By Request: Apple’s long game in the living room

The Screen>

Subscriber Joe asked me to write about what Apple’s living-room strategy is these days. Sometimes I think the strategy is to stall and wait to see what happens. I’m not sure any tech company is really making great strides in the living room right now. Sure, there are players—Apple, Amazon, Roku, Google—and they’ve all got different product offerings. But nobody has taken anything resembling an insurmountable lead, and it seems like a whole lot of tech companies are willing to bide their time when it comes to traditional television.

Can you blame them? The traditional television industry feels like it’s crumbling day by day. It seems like a smart strategy to tinker around the edges until a crack opens up that lets you finally make a product that can change the game.

As Dan mentioned in a recent Macworld article, there’s been some talk of the FCC making new regulations that would basically allow any old box to be a cable box. I’m not sure I really believe that this will ever happen, but that would be exactly the kind of crack I’m talking about. When every cable company’s TV box is just streaming video over the Internet, why do cable companies need to have TV boxes?

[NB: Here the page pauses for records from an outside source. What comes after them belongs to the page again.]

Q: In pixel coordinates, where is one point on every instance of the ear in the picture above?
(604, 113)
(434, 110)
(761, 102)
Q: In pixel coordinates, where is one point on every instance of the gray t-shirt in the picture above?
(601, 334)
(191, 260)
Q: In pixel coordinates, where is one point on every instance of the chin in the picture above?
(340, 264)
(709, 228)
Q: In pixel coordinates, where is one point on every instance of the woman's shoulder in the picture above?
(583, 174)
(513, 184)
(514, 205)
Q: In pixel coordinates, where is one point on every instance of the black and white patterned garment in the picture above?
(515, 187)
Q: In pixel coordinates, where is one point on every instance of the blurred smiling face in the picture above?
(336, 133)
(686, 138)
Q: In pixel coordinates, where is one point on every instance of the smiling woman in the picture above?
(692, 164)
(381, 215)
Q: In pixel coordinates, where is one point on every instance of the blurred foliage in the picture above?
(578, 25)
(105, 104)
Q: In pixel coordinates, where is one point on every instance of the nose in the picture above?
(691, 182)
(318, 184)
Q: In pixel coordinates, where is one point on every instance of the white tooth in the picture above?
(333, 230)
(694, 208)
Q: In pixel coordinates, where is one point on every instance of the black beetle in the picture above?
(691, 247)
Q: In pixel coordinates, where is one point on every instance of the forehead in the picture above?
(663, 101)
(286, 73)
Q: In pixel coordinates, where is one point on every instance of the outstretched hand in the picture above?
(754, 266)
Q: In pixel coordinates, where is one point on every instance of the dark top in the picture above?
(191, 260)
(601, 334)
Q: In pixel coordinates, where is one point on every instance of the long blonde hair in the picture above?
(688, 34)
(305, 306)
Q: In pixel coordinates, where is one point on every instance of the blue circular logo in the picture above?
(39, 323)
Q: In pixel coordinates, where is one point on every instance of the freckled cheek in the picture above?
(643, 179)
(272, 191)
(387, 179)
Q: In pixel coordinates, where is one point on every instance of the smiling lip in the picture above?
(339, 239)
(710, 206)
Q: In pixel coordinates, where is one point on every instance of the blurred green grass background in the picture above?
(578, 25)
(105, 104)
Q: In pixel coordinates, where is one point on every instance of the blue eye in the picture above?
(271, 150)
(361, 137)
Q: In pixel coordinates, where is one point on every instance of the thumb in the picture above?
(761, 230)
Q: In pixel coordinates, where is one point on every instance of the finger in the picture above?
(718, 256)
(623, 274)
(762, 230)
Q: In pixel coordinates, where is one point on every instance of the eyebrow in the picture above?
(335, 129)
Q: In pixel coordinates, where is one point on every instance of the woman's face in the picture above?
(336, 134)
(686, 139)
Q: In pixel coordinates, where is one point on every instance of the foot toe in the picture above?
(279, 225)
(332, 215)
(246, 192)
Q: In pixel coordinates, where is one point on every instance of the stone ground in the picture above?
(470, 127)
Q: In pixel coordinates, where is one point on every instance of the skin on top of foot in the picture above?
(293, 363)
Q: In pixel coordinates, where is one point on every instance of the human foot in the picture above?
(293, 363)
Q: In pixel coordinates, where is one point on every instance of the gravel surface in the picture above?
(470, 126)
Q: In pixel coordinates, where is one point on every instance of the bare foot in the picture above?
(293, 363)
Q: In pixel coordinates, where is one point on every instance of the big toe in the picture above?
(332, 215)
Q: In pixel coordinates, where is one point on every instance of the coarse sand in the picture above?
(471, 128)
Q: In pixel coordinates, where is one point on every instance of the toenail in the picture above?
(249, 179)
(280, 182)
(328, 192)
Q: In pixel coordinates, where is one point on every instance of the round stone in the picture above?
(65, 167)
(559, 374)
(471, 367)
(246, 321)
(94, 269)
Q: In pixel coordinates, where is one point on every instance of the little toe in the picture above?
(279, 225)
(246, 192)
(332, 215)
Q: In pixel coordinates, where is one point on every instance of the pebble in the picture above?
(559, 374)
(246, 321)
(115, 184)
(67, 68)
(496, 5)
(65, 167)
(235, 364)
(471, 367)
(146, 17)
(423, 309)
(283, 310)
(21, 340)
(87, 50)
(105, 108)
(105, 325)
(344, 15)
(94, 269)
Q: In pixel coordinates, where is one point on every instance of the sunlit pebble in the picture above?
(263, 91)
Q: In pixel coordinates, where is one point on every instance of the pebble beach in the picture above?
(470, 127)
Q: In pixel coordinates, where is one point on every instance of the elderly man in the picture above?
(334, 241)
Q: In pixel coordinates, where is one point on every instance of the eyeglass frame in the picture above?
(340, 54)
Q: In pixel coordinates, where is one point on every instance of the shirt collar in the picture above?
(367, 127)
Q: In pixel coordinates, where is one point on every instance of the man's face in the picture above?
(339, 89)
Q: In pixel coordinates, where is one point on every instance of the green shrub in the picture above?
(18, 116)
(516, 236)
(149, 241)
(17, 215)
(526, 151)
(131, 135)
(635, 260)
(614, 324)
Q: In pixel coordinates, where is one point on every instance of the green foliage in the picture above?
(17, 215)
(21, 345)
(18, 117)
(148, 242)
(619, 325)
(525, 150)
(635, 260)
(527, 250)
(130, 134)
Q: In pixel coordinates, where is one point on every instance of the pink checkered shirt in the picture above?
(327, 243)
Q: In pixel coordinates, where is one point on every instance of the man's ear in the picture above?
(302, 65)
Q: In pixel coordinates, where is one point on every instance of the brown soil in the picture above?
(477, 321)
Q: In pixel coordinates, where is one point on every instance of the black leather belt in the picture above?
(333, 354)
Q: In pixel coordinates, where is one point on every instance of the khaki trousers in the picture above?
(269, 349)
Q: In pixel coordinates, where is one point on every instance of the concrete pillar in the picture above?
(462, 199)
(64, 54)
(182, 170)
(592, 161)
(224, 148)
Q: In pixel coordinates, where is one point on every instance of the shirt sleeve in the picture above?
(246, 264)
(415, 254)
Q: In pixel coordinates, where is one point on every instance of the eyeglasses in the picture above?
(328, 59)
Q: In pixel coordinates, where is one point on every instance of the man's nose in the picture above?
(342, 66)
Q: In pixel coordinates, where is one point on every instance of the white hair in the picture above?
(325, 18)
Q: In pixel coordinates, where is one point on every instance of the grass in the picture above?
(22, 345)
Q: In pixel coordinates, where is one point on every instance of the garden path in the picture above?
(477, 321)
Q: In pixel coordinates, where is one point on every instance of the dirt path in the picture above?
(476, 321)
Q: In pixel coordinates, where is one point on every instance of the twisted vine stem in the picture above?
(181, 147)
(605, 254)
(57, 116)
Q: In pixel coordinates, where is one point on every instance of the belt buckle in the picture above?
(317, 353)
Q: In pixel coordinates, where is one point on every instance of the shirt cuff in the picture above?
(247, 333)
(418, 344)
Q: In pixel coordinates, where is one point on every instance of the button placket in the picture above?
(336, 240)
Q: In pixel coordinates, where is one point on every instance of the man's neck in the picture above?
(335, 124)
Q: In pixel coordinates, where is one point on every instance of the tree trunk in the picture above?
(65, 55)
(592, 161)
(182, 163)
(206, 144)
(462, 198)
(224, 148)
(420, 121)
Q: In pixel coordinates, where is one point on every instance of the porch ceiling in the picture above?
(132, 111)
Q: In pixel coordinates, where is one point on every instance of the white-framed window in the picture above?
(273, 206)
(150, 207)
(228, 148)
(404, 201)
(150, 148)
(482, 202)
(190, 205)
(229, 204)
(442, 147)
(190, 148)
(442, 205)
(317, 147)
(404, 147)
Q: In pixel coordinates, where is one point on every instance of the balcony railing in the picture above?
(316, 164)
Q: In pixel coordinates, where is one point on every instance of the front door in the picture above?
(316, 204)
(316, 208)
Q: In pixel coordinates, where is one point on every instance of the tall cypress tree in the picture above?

This past couple of weeks I’ve been using Comcast’s new Xfinity TV app. That’s its name—TV. What it does is turn any iOS device in my house into a TV. Every channel that I can see on my TV, I can watch live on my iPad. Even restricted stuff like baseball games—if I’m in my house, I can watch it. That app is basically a cable box already—a Comcast app relaying its TV service, running on Apple hardware. (It also supports Picture in Picture on my iPad, which more than I can say for many other TV-service apps out there.)

Or maybe it won’t be a transition away from traditional cable boxes. There are all sorts of different ways that this industry could crack, which is why it pays to wait and watch and see what shakes out. Maybe the rise of various streaming bundles will make that a better way into the market. Maybe our very conception of television will change so much that what we consider must-have features today will turn out to be irrelevant.

What if big TVs are just for watching movies and stuff? What if people stop buying big TVs at all? I admit that might be a decade or two out, but it might happen. If VR stuff ends up getting really good, really fast, it might happen even faster than you think. (I want to believe that we’ll always want to watch a movie or TV show on a big screen in a darkened room with good sound, but lots of people believed that we’d always want to read a newspaper every morning, and look how that worked out.)

Anyway, Joe, what I’m saying is, I think maybe Apple’s just being prudent and waiting. The Apple TV is fine. It’s got some issues, but in the grand scheme of things I think Apple considers it more of a stake to stay in the game than a vitally important part of its strategy. That doesn’t mean that I wouldn’t like the Apple TV to be a better product now—but maybe if we view it as more of a placeholder or declaration of intent, Apple’s on-and-off attention to it will make a little more sense.